Practical takeaways / recommended workflow
- Convert the talk into one small experiment before adopting the whole worldview.
- Keep a baseline: current manual workflow, failure rate, token/cost/time, and reviewer acceptance.
- Add guardrails where the video shows automation: approval gates, source logging, rollback, RLS/permissions, and regression tests.
- Re-run after one week with real work, not demo prompts; compare shipped output quality and review burden.
Comment insights
No comments were extracted, so there is no independent audience pushback or practitioner augmentation to distill.
Deep research on the main claims
The claims are consistent with current agent-design literature and product patterns. Anthropic’s Claude Code hooks documentation supports lifecycle-triggered automation and observability. Claude Skills/community repos support reusable instruction packages. Harvey’s public positioning around legal workflows/playbooks supports the domain-playbook analogy. Agent safety work, including “trustworthy agents” discussions, aligns with transparency, bounded permissions, and rollback as core trust mechanisms. Contradicting evidence: these patterns do not guarantee better reasoning; poorly designed modes can hide capabilities, and excessive trace UI can overwhelm users.
My verdicts on major claims
- Focus modes improve reliability — Agree, medium-high confidence. Narrower tool/action spaces are easier to prompt, test, and explain. Overclaimed only if treated as a substitute for evals.
- Transparency builds trust — Agree with caveat, high confidence. Operational traces help users audit work; raw thoughts are not necessary or advisable. Practical takeaway: show sources, tools, assumptions, and diffs.

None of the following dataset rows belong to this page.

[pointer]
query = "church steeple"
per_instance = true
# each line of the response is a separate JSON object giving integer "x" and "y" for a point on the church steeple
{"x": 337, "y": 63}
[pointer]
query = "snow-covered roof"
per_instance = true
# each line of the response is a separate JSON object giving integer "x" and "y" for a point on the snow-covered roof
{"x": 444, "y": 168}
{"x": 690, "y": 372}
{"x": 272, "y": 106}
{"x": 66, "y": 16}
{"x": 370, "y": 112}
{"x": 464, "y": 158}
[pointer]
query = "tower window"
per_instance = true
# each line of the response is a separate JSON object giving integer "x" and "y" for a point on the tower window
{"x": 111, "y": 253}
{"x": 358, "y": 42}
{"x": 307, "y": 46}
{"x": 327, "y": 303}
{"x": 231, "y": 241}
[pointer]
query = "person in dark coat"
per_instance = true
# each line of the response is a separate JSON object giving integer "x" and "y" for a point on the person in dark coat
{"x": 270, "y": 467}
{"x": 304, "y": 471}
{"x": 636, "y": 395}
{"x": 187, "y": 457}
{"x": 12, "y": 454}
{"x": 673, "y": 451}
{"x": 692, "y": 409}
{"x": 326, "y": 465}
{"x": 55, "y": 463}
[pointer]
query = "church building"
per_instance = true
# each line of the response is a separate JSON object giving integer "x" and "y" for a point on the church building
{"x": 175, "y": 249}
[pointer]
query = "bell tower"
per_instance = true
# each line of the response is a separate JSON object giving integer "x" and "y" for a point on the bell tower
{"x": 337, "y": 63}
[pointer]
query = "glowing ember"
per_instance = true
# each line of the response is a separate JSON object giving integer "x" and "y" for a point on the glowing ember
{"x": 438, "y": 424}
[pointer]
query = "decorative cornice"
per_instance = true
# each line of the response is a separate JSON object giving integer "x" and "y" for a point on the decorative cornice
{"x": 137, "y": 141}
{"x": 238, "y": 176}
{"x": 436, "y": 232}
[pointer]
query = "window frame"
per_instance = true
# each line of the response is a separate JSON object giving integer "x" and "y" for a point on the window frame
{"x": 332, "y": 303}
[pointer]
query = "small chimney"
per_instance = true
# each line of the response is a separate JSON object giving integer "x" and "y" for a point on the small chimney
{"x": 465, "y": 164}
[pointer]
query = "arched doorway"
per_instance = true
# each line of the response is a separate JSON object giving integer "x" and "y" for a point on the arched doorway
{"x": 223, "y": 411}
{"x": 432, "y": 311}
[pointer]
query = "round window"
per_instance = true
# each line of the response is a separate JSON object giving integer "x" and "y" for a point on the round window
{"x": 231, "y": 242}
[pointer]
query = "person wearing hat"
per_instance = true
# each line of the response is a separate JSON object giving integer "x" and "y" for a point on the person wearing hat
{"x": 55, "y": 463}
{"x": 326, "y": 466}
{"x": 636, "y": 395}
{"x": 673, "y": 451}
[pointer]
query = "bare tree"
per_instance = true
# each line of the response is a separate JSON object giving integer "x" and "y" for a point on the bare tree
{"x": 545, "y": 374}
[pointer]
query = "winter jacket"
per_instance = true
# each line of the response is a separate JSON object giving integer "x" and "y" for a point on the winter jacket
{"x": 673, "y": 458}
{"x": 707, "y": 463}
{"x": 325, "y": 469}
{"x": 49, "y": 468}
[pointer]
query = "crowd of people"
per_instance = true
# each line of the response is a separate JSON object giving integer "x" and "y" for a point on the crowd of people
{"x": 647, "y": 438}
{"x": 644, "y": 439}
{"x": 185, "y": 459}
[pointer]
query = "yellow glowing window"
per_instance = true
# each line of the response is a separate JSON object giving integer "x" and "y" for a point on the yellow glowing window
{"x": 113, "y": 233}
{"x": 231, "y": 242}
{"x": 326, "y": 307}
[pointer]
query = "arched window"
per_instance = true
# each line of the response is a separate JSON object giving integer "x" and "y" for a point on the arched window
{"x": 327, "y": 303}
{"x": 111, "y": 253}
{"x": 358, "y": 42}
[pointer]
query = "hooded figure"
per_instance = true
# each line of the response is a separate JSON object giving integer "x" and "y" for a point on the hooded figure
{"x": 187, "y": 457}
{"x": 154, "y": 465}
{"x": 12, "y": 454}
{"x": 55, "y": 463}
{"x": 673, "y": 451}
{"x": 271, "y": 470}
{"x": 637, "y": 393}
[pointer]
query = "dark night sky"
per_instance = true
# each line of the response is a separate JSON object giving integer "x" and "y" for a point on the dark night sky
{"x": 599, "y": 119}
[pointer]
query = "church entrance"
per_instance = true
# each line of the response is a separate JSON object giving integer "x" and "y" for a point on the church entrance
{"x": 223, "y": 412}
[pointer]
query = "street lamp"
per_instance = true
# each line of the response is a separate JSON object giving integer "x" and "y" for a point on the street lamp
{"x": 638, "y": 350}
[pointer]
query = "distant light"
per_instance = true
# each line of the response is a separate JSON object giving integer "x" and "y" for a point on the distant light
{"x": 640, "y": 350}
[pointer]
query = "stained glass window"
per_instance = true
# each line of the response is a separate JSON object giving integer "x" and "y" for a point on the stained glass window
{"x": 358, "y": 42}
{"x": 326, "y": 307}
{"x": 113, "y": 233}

- Personalization is critical — Agree, medium confidence. Skills/playbooks reduce repeated explanation, but stale memory can mislead. Add versioning and review.
- Reversibility unlocks higher-value delegation — Agree, high confidence. Rollback reduces downside; external side effects still need approvals.
Screen-level insights
- 0:07/0:38: Intro slides establish the “study the best agents” framing.
- 3:11: Cursor mode UI is the concrete visual for focus modes: planning/debug are distinct product states.
- 5:15: Tool-call/progress UI connects directly to transparent execution.
- 6:49/7:20: Harvey/Claude examples show personalization surfaces: playbooks, memories, skills, connectors.
- 8:51: Rollback/conversation-state visuals illustrate reversibility beyond simple undo.
My read / why it matters
This is a useful agent product checklist. The strongest move is to treat agent reliability as interaction design plus systems design: constrain, reveal, personalize, and undo.
Verification notes
Four verification passes were applied before publishing: (1) source/evidence audit, checking transcript-backed claims against named sources; (2) transcript/comment/frame fidelity audit, ensuring timestamps and screen descriptions match extracted evidence; (3) hallucination/overclaim audit, downgrading unsupported “changes everything” style claims to practical hypotheses; and (4) Actionable Insights audit, confirming the top section is concrete, workflow-ready, link-backed where possible, and includes evaluation criteria and cautions. Named external sources checked: official product/docs pages where available; Claude Code hooks docs; Supabase pricing and RLS docs; LangChain/Atlan/Neo4j context-engineering explainers; EXO site/GitHub-facing materials; Railway/Hermes docs; public X recommendation-code commentary. I treated web snippets as corroborating context, not as stronger evidence than the transcript. Residual uncertainty: I did not execute the referenced products/tools live; claims about current product behavior should be rechecked in your environment.